Она даже подсела к большому круглому столу, за которым сидели мужчины, чего раньше себе не позволяла. Да и не было их, мужчин, собиравшихся за ее столом.

МАТЬ

На следующий день Братченко уже побывал в Болшевском ГУВД, откуда его направили в РУВД военного городка.

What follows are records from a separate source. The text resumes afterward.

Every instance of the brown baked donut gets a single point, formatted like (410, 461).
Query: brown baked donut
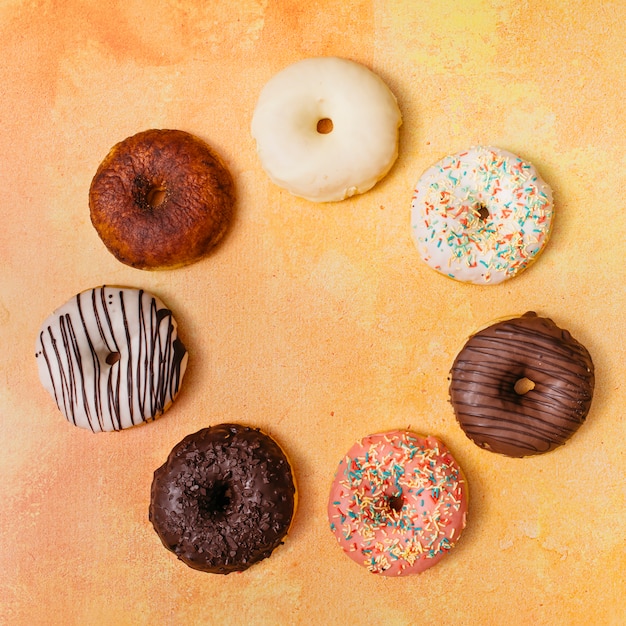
(522, 386)
(161, 199)
(224, 499)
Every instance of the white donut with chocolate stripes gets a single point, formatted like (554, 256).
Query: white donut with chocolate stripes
(111, 358)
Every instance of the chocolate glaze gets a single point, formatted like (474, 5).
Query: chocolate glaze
(224, 499)
(484, 375)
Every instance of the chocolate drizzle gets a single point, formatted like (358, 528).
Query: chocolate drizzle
(224, 499)
(486, 371)
(111, 358)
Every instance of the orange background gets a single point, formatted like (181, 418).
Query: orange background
(317, 323)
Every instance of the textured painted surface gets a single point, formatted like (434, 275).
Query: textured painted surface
(318, 324)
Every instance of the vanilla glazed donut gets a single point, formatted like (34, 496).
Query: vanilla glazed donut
(481, 216)
(224, 499)
(326, 128)
(161, 199)
(521, 386)
(111, 358)
(398, 503)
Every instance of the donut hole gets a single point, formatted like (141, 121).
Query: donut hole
(112, 358)
(523, 386)
(395, 502)
(325, 126)
(214, 500)
(482, 212)
(155, 196)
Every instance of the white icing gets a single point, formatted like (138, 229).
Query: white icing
(481, 216)
(351, 158)
(111, 358)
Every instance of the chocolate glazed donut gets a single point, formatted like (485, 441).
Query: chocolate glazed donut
(522, 386)
(224, 499)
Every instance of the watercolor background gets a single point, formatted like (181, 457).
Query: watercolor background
(317, 323)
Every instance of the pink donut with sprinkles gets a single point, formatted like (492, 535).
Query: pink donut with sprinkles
(481, 216)
(398, 503)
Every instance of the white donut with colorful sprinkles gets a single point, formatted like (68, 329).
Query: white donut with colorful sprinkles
(398, 503)
(481, 216)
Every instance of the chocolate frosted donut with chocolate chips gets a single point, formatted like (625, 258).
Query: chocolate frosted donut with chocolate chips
(224, 499)
(522, 386)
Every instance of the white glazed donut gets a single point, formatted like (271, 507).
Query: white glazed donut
(326, 128)
(481, 216)
(111, 358)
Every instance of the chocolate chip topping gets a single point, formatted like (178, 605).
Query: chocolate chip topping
(224, 499)
(522, 386)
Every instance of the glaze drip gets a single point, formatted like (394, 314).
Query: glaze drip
(485, 375)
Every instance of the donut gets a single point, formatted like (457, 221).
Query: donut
(398, 503)
(326, 128)
(161, 199)
(111, 358)
(224, 499)
(481, 216)
(522, 386)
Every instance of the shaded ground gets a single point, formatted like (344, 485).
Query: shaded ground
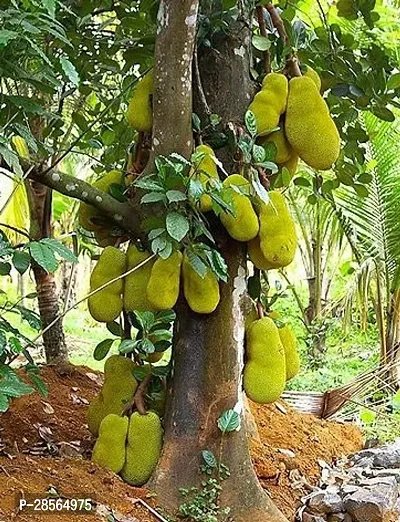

Престарелый седоусый участковый, с двумя слоновой кости зубами, торчавшими, как у зайца и Леонида Ленча, зашел в кабинет начальника управления и отдал честь.

– Вот, наш старейший сотрудник, – представил Пегов своего подчиненного, – Петр Ильич Ча...

– ...йковский? – подхватил Братченко.

– Чабанов, – засмеялся Пегов, – это у нас проверенный тест, трюк, можно сказать.

– Сан Саныч, – обратился к нему Братченко, – может, мы не будем вам мешать, пойдем на воздухе поговорим с Петром Ильичом, а еще лучше, прогуляемся в участок?

– Ладненько, – согласился Пегов, – добре, як кажут на Вкраине.

Братченко и Чабанов медленно, беседуя, пошли через всю площадь к станции, участок находился за рынком и второй станцией, можно сказать, платформой Фрязево, которая виднелась сразу после развилки. В сыром пешеходном переходе иод рельсами станции Одинцово стоял саксофонист и играл какой-то красивый блюз.

– Вы знали семьи Похваловых и Юсицковых?

– Да у нас ж-т все друг друга знают, а уж тем более я. Домов-то в ведении всего около ж-т двадцати. Все в ряд, вернее, в два ряда стоят вон там, за тем бетонным забором, видите лаз?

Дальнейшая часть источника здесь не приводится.